2.      Référé – Sursis à exécution – Conditions d’octroi – Fumus boni juris – Recours contre une décision de la Commission déclarant une aide d’État incompatible avec le marché intérieur et ordonnant sa récupération – Existence d’un lien étroit avec des décisions antérieures annulées par le Tribunal – Probabilité très élevée de succès du recours principal – Fumus boni juris particulièrement sérieux

(Art. 107, § 1, TFUE, 278 TFUE et 279 TFUE)

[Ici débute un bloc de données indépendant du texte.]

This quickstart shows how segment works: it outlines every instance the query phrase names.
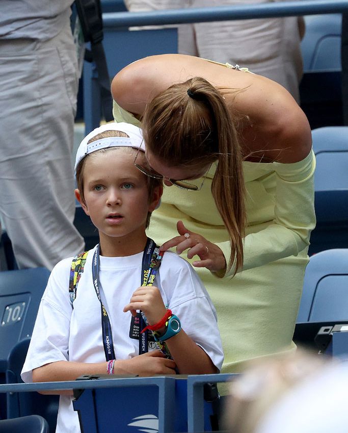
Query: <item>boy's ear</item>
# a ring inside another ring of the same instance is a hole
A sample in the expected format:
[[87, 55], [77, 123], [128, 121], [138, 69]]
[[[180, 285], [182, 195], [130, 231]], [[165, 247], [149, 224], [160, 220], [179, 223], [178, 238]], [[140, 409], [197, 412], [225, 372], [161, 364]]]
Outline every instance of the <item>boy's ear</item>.
[[160, 197], [162, 196], [163, 194], [163, 187], [162, 185], [160, 186], [156, 187], [154, 188], [153, 193], [152, 193], [152, 197], [149, 206], [149, 212], [152, 212], [153, 211], [154, 211], [154, 210], [157, 208], [157, 206], [159, 206], [160, 202]]
[[74, 190], [74, 193], [75, 194], [75, 197], [76, 198], [76, 199], [81, 205], [81, 207], [84, 210], [84, 211], [85, 211], [85, 213], [86, 215], [89, 216], [88, 208], [86, 206], [86, 203], [85, 202], [84, 200], [83, 200], [82, 197], [81, 197], [81, 194], [80, 194], [79, 190], [76, 188]]

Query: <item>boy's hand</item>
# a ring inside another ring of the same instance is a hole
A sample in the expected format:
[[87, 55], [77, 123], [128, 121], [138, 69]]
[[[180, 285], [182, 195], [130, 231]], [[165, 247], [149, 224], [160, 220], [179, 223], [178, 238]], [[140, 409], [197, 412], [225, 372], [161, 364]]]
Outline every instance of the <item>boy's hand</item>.
[[159, 350], [143, 353], [129, 360], [119, 360], [117, 363], [122, 371], [139, 376], [176, 374], [175, 363], [165, 358]]
[[139, 287], [132, 295], [123, 311], [130, 311], [136, 315], [137, 310], [142, 310], [149, 325], [154, 325], [160, 320], [167, 312], [162, 296], [157, 287], [144, 286]]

3.      Référé – Sursis à exécution – Mesures provisoires – Conditions d’octroi – Fumus boni juris – Urgence – Caractère cumulatif – Fumus boni juris particulièrement sérieux – Absence d’incidence sur l’obligation d’un examen distinct de l’urgence

(Art. 278 TFUE et 279 TFUE ; règlement de procédure du Tribunal, art. 104, § 2)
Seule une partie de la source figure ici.